Apparently Twitter is contributing to the panic over swine flu. To get better information you should go to the sources of news, WHO and the like.
To be sure, I don’t think much of Twitter or its addicted twits. But other data streams, with more detail and context, can be really useful. Especially if one were suspicious of the honesty, competence, and motives of the “sources of news”. Comments like those mentioned in Chef Mojo’s 0830 update here are especially informative.
As usual, apply skepticism to everything you read. For all you know, “Yeny Gregorio Dávila” is an Al Qaeda sympathizer posting from London. On the other hand, for all you know, the published WHO and CDC data are cooked “for our own good”, to reduce panic.

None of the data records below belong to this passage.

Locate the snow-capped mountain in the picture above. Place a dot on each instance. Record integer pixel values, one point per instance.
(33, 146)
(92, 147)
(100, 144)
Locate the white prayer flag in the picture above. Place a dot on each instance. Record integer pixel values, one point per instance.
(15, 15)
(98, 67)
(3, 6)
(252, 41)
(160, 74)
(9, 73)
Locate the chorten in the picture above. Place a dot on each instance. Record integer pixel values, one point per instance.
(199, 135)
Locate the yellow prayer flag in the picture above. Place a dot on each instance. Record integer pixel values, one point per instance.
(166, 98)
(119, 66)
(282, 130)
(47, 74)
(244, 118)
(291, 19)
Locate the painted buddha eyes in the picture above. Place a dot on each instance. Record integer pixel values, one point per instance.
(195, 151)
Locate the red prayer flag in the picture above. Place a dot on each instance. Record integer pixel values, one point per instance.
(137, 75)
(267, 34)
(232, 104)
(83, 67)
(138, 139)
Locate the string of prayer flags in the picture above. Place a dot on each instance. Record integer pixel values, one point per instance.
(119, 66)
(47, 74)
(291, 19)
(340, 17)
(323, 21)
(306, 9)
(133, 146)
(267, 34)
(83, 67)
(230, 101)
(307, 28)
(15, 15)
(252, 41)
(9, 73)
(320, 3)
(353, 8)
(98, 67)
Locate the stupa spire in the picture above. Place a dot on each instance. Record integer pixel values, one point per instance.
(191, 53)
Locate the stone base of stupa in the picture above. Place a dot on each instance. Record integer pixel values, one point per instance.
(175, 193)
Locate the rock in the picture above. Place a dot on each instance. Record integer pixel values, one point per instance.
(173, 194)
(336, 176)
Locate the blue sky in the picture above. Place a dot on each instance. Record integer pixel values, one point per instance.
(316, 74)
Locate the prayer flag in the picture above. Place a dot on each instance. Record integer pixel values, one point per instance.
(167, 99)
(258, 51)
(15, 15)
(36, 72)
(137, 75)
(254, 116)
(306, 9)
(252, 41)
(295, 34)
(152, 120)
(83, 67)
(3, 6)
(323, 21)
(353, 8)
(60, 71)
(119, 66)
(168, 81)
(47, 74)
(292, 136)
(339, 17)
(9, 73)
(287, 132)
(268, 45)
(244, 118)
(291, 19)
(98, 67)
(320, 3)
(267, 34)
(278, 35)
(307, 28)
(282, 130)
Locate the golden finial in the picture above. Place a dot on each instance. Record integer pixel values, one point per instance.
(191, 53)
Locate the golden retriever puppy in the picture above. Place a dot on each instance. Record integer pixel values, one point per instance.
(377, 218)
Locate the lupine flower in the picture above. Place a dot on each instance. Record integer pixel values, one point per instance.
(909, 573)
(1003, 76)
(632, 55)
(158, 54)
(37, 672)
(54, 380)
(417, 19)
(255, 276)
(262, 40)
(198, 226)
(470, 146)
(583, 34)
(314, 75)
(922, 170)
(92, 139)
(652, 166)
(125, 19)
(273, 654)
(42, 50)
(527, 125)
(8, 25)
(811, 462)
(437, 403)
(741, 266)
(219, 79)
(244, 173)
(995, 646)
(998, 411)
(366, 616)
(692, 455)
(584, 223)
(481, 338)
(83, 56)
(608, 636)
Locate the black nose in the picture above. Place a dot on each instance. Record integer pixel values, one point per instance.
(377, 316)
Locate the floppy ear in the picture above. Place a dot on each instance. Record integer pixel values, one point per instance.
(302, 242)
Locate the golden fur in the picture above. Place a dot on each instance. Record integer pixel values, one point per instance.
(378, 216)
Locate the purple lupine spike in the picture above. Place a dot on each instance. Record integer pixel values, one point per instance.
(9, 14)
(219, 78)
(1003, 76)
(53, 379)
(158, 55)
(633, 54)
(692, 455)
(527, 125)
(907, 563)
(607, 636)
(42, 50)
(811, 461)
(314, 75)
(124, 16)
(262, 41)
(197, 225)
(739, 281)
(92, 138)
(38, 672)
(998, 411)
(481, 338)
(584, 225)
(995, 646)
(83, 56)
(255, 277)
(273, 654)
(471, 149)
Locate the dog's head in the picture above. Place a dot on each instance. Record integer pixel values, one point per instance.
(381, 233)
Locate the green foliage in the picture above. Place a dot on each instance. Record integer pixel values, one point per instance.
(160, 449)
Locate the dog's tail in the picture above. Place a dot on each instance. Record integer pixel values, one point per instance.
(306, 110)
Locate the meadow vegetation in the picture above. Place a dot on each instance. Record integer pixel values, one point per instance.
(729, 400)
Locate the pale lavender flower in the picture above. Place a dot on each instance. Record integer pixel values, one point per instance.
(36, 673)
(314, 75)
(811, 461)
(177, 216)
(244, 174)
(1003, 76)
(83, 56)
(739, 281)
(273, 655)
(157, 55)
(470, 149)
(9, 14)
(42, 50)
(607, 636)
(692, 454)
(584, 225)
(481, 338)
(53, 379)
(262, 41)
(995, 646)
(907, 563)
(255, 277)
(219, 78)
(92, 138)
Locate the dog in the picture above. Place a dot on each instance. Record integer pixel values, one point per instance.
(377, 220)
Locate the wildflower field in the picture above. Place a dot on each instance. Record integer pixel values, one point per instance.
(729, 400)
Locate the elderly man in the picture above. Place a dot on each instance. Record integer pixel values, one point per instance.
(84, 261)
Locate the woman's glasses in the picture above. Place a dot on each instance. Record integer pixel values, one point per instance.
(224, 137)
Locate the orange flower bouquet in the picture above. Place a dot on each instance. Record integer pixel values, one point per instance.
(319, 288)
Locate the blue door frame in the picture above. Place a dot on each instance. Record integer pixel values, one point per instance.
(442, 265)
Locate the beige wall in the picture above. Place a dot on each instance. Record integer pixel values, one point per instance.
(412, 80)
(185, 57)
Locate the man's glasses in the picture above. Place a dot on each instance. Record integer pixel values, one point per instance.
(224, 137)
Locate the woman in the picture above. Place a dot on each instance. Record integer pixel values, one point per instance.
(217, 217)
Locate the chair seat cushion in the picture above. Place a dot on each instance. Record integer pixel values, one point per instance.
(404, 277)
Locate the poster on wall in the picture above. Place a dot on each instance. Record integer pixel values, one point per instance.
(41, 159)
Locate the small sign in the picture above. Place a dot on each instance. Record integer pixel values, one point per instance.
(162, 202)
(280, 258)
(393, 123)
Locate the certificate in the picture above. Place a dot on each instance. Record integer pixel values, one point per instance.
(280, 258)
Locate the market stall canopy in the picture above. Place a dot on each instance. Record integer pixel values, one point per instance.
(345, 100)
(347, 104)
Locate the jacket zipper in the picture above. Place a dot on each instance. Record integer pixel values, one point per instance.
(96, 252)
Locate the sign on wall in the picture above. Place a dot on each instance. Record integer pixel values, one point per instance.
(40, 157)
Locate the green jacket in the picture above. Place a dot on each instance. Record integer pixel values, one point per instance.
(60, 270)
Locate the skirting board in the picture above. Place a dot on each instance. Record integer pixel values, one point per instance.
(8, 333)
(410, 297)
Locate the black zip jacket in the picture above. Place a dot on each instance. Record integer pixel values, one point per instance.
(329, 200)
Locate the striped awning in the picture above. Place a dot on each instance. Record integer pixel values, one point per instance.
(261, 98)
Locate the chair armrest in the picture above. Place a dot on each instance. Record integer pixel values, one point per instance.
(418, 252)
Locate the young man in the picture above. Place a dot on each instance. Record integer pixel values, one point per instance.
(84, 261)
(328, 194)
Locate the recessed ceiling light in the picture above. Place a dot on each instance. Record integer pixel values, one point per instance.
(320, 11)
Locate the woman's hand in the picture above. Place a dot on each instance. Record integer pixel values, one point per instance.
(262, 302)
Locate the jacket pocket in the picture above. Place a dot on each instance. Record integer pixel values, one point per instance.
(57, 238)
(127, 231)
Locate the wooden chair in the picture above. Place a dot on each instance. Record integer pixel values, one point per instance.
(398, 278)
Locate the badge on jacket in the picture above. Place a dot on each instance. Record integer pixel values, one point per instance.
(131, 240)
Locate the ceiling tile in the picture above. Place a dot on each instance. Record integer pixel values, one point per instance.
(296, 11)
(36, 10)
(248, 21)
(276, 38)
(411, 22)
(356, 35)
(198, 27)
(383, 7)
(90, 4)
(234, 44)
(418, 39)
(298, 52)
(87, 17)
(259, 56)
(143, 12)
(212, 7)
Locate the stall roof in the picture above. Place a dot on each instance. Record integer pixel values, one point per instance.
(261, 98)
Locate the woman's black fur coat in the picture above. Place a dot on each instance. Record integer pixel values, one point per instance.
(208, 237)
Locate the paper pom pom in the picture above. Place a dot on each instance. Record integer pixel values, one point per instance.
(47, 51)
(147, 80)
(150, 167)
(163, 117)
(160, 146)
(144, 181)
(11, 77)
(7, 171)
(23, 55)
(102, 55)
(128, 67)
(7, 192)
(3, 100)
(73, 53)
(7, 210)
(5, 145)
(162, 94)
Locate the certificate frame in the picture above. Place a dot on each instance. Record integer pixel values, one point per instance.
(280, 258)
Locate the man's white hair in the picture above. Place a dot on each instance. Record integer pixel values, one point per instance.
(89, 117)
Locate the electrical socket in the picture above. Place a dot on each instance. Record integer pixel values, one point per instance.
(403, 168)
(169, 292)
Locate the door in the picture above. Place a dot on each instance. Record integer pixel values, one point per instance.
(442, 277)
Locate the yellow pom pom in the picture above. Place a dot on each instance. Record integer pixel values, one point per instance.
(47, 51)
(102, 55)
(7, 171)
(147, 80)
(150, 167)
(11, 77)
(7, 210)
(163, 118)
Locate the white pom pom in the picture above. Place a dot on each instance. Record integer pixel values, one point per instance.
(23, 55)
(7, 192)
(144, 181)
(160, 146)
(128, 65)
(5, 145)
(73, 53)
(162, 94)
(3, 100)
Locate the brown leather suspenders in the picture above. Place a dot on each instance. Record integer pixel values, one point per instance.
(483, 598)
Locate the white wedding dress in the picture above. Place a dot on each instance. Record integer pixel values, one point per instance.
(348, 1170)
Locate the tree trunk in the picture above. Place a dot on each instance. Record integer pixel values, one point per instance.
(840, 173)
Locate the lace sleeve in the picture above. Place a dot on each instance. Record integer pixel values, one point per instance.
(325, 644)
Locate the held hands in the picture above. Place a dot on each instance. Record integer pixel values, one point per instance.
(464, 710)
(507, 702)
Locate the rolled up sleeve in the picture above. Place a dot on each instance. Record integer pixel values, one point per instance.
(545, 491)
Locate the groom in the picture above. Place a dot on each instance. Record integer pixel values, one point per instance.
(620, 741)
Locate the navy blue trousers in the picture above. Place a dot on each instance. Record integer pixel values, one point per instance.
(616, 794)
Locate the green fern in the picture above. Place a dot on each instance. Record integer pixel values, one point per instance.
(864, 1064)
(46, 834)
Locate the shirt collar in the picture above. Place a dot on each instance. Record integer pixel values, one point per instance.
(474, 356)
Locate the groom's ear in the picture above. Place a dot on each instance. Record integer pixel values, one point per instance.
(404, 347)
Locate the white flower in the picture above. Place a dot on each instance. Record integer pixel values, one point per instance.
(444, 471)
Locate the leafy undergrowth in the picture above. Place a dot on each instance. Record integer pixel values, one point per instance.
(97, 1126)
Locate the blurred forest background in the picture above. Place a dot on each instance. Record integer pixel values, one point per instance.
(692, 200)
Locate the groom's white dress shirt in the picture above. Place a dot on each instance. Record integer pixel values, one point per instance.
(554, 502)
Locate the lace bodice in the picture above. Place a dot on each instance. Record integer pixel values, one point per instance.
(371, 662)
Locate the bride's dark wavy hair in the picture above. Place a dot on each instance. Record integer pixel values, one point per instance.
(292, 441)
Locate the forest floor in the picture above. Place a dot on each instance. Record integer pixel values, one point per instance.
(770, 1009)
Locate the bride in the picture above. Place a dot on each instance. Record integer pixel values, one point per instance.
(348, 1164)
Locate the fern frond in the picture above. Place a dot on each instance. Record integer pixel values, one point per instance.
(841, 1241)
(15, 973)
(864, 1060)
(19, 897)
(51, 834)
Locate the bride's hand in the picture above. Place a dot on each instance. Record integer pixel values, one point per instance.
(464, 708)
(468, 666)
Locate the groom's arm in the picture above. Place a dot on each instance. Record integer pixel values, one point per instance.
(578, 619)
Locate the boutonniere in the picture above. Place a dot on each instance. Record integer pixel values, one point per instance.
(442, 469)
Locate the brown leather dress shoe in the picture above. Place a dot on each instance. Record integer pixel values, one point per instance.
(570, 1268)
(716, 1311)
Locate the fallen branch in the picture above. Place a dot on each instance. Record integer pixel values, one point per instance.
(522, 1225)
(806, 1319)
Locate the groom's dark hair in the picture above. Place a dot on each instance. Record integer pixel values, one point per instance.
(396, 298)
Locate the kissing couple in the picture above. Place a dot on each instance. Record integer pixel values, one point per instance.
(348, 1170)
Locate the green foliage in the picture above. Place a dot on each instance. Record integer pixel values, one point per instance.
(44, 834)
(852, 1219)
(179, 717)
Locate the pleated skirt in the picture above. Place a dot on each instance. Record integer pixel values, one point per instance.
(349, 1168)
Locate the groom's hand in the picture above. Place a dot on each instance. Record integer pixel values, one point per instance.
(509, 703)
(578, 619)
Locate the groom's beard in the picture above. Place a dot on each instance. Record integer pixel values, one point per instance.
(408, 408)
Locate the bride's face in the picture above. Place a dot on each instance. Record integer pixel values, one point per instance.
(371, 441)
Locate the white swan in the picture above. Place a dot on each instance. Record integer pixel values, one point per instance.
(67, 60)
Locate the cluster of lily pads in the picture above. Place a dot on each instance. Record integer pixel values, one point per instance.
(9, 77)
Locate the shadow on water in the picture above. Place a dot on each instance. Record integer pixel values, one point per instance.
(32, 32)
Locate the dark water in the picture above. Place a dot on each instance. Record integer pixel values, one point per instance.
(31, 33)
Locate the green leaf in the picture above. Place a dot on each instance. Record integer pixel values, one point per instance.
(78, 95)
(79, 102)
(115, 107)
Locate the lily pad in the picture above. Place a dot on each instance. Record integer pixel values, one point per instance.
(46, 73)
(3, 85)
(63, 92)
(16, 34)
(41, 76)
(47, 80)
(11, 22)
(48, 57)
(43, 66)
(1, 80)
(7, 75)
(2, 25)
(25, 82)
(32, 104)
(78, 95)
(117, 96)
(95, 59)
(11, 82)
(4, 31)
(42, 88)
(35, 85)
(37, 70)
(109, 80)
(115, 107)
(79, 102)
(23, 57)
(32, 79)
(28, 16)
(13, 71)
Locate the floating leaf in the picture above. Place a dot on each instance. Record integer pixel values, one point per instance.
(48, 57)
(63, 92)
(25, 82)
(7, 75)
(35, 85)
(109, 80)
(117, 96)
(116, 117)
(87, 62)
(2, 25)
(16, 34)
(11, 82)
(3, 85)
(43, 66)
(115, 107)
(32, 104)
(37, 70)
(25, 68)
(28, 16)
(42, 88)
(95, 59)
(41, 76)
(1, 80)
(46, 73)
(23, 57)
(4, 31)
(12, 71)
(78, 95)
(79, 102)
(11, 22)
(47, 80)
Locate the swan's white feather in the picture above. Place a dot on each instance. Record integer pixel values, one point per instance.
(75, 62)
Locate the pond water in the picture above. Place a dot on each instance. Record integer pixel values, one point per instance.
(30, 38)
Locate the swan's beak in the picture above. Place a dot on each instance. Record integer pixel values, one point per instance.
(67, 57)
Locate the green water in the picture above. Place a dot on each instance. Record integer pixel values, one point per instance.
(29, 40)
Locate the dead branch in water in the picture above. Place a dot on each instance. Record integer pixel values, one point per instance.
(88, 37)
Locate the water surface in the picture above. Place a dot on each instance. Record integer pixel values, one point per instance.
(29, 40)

I’m not panicking over the swine flu itself. But I’m not very sanguine about the ability of our government to handle it if it does turn bad.
Twitter is just a form of conversation and society. Was conversation so much brighter and knowledgeable when it wasn’t afforded such technological avenues?
Others have noticed the signal-to-noise ratio.
Twitter - is that where a bunch of twits go online together?
Who thought of that name. One of my first reactions was a bunch of adolescents making giggling noises mooning over a teen idol.
“The girls could be heard twittering amongst themselves while leafing though the latest issue of TigerBeat”.